1) If you go first, then what initial numbers of pennies mean you will win the game?
2) If Wenjun goes first, then what initial numbers of pennies mean he will win the game?
If you go first, your last move should leave exactly $2$ pennies. If you leave $1$, you have to go again, per the rules. If you leave $3$, Wenjun will opt to remove only $2$, leaving you with the last.
There are two scenarios, you either remove $1$ or $2$ first.
| Pennies in Pile | First Move (Yours) | ... | Last Move (Wenjun's) |
|---|---|---|---|
| $4n+3$ | $1$ | ... | $2$ |
| $4n+4$ | $2$ | ... | $2$ |
Note that for any whole number $n$, there are $n$ pairs (Wenjun, you) of removals between the First Move (Yours) and Last Move (Wenjun's). Whatever Wenjun removes ($w_n$), you should remove $4-w_n$ to guarantee $2$ left over.
If Wenjun goes first, his last move should leave $1$ or $2$ pennies. If he leaves $3$, you would opt to remove $2$, leaving him with the last.
There are four scenarios, Wenjun removes $2$ or $3$ first, and you remove either $1$ or $2$ last.

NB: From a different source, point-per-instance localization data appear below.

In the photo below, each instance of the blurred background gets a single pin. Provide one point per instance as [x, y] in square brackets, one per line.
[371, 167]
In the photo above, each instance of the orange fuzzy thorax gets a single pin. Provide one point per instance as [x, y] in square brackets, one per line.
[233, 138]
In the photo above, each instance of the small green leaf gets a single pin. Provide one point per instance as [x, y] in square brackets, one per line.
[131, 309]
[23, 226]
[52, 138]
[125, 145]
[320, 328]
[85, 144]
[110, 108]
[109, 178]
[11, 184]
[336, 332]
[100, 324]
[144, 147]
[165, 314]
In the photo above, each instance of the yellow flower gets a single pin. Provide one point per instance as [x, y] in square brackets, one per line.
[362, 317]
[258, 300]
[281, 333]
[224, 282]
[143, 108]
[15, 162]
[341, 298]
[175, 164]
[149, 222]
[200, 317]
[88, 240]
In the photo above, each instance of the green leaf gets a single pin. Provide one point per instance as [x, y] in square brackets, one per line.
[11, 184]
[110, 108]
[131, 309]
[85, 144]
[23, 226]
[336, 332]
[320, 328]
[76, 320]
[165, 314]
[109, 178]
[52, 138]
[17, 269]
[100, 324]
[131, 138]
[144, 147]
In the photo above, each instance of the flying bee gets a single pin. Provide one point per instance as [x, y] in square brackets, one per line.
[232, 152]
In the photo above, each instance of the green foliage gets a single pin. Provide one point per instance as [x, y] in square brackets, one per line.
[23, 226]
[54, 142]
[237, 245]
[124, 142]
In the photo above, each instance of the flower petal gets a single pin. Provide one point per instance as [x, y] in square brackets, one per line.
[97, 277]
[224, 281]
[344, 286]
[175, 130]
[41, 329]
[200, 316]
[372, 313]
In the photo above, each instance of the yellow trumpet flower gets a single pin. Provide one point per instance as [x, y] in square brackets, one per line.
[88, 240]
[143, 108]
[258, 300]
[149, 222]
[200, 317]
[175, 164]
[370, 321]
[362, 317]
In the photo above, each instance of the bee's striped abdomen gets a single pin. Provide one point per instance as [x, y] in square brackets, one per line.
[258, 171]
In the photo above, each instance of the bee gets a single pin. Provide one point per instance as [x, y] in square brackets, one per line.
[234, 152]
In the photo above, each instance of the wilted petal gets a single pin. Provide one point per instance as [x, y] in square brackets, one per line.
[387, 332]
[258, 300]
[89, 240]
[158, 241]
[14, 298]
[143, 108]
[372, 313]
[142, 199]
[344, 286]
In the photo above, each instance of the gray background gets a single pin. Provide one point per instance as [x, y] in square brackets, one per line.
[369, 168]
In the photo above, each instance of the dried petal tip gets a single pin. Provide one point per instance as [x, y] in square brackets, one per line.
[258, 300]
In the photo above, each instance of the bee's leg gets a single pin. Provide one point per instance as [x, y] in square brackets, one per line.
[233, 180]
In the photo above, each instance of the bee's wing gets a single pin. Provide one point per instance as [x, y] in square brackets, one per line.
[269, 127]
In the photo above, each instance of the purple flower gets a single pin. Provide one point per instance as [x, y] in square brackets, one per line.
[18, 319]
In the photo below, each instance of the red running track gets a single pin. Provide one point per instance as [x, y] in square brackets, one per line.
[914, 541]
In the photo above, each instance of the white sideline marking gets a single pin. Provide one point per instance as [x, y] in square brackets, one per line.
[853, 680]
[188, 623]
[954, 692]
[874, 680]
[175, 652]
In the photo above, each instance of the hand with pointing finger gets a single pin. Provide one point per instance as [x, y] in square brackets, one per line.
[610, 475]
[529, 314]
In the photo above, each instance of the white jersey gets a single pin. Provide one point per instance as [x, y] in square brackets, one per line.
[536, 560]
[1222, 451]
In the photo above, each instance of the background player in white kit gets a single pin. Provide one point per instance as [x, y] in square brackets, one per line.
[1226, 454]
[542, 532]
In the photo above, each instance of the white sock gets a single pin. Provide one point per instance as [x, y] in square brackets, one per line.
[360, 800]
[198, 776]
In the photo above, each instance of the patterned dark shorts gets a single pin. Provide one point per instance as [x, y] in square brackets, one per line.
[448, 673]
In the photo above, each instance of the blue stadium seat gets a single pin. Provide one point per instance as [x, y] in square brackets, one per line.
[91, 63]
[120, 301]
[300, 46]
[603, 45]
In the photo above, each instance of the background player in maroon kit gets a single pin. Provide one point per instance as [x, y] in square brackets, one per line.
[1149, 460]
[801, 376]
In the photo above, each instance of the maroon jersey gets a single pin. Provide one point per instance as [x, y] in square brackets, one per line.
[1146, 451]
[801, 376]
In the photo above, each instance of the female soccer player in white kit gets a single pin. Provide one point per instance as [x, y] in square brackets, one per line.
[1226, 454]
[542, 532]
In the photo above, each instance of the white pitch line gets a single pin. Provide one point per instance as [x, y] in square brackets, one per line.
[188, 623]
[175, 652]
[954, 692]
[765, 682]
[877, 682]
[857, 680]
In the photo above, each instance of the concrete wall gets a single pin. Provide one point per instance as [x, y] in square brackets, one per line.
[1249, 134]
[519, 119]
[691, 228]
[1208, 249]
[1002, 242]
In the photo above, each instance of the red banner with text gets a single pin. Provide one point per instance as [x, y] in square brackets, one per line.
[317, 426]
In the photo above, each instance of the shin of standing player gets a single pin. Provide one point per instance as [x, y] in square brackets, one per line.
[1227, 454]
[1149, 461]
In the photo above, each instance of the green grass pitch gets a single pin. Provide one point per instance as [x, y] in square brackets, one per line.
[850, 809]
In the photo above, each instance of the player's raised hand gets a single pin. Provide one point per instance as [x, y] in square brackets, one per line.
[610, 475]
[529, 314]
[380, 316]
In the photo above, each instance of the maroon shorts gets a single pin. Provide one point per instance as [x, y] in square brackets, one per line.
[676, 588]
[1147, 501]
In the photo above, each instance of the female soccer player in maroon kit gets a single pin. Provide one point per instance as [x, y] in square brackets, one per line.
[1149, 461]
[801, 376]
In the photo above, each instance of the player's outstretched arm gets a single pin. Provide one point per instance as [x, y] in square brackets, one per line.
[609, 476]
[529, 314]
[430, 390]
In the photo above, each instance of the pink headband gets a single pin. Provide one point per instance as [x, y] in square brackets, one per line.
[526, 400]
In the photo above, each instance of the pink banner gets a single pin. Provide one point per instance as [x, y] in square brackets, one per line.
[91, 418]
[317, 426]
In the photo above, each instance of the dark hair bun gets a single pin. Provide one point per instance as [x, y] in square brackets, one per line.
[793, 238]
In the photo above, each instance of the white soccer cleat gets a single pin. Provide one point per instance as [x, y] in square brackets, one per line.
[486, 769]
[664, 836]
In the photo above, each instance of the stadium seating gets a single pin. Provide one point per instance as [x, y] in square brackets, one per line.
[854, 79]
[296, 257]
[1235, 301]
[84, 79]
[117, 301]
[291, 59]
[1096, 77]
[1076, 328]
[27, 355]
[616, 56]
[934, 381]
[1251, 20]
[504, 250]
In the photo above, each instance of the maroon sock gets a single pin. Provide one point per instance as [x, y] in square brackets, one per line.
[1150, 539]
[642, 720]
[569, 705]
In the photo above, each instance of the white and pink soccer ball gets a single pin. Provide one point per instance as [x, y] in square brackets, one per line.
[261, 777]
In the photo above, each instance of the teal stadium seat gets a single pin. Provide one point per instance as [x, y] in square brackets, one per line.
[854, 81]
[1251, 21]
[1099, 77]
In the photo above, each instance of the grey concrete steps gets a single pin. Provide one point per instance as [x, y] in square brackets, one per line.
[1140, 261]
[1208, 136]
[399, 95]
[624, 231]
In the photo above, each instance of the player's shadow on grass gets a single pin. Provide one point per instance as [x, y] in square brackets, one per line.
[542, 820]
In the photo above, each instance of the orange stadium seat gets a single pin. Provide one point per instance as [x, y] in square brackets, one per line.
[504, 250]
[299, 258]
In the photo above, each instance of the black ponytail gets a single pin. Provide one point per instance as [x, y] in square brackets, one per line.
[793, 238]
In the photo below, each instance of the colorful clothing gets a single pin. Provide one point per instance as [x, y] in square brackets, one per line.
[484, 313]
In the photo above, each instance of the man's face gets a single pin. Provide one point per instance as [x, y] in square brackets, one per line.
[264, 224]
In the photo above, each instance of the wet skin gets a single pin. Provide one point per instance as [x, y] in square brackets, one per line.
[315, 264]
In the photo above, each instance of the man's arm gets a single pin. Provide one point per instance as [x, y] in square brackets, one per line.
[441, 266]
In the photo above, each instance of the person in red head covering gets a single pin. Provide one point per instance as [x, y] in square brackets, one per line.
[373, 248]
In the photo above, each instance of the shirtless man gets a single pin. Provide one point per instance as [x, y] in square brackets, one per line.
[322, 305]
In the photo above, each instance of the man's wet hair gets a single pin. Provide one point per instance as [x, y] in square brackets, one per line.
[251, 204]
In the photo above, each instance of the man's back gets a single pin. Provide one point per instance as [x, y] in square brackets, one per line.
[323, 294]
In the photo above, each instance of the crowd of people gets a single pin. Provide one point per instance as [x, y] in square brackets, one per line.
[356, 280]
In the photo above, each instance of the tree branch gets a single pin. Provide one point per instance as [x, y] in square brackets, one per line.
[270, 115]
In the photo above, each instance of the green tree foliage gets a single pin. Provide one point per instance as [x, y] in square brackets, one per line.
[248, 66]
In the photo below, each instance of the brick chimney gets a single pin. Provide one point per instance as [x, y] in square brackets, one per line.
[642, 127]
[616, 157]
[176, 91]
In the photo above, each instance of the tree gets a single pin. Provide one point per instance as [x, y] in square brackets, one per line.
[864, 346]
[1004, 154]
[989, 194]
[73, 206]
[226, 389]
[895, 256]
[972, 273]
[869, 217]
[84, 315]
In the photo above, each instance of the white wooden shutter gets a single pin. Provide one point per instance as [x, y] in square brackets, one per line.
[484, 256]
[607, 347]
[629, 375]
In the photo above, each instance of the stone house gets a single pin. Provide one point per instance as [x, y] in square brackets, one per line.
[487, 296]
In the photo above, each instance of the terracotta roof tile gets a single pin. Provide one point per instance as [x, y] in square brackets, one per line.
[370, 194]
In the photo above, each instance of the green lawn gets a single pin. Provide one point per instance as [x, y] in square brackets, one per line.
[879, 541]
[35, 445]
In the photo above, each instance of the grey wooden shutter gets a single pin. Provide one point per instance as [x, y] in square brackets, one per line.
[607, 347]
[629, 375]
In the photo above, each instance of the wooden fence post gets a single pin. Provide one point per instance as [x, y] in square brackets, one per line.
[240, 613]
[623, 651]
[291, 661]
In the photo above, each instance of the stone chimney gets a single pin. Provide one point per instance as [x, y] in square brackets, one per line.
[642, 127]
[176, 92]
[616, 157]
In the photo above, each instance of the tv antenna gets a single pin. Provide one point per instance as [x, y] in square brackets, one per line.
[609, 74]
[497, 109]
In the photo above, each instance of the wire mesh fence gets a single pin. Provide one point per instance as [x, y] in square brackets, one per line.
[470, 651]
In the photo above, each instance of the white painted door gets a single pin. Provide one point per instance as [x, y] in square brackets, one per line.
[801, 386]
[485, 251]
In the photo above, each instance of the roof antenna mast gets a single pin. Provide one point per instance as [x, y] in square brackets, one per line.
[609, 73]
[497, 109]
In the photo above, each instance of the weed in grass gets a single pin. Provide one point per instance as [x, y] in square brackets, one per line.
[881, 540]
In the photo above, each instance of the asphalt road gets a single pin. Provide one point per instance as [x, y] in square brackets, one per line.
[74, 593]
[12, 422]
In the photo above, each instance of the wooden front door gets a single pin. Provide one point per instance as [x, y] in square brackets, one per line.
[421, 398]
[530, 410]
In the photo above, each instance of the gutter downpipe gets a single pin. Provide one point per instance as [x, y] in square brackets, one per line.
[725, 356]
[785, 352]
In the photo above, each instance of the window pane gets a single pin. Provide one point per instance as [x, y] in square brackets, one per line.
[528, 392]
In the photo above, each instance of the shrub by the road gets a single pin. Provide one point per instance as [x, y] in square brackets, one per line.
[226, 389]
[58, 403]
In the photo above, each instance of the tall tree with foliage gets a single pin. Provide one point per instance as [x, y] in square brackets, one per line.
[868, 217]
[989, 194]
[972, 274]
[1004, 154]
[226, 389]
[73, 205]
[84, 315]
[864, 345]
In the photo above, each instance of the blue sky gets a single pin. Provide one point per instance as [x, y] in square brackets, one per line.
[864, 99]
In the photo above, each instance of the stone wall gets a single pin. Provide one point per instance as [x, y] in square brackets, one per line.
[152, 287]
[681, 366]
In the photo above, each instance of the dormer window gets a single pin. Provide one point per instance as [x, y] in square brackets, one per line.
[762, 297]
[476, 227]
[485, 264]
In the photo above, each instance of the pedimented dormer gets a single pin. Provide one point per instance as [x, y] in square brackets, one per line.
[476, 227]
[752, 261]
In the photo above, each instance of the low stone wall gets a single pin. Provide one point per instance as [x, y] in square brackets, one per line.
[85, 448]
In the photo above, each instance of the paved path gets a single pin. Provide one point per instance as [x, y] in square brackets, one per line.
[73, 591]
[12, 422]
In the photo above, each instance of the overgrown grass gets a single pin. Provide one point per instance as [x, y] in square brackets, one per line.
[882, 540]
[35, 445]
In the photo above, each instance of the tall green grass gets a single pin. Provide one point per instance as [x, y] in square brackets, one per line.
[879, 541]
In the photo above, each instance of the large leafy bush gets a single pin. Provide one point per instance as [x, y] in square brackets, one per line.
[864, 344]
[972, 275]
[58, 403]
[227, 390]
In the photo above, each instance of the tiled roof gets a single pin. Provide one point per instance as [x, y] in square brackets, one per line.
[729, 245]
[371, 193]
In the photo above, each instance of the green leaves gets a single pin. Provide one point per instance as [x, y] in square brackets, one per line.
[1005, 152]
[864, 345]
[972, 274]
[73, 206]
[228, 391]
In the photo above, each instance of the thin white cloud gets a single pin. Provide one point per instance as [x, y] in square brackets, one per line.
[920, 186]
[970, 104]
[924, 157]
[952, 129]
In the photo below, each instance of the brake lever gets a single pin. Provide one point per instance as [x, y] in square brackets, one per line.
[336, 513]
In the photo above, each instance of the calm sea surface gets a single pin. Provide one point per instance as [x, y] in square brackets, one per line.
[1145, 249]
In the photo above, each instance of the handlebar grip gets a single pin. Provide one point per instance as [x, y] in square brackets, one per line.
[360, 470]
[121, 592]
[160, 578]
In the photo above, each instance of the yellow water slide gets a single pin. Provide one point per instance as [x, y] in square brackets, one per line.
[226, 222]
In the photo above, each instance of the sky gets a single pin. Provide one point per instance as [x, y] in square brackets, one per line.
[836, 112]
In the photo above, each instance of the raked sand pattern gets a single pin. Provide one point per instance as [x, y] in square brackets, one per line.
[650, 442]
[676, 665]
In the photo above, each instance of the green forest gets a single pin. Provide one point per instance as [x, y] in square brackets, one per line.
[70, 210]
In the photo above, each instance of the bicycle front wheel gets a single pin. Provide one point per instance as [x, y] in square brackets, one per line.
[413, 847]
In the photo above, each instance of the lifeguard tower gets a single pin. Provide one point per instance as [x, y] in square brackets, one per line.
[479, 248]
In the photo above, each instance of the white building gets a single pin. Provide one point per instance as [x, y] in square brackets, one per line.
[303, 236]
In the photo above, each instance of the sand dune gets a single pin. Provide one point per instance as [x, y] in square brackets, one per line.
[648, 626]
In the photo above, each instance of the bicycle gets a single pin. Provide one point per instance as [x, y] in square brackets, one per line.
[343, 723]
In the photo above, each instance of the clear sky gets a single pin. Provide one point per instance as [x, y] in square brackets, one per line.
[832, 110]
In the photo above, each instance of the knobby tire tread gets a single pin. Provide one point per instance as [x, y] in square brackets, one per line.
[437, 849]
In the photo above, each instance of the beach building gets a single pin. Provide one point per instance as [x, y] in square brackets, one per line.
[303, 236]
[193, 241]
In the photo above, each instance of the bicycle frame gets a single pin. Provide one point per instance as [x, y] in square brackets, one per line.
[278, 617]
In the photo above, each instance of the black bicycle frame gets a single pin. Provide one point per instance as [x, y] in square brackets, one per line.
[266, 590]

| Pennies in Pile | First Move (Wenjun's) | ... | Last Move (Yours) |
|---|---|---|---|
| $4n+3$ | $2$ | ... | $1$ |
| $4n+4$ | $2$ | ... | $2$ |
| $4n+4$ | $3$ | ... | $1$ |
| $4n+5$ | $3$ | ... | $2$ or $1$,$1$ |
Similar to above, for any whole number $n$, there are $n$ pairs (you, Wenjun) of removals between the First Move (Wenjun's) and Last Move (Yours). Whatever you remove ($y_n$), Wenjun should remove $4-y_n$ to guarantee the appropriate $1$ or $2$ left over.
You: $4n+3$ and $4n + 4$
Wenjun: $4n+3$, $4n + 4$, and $4n+5$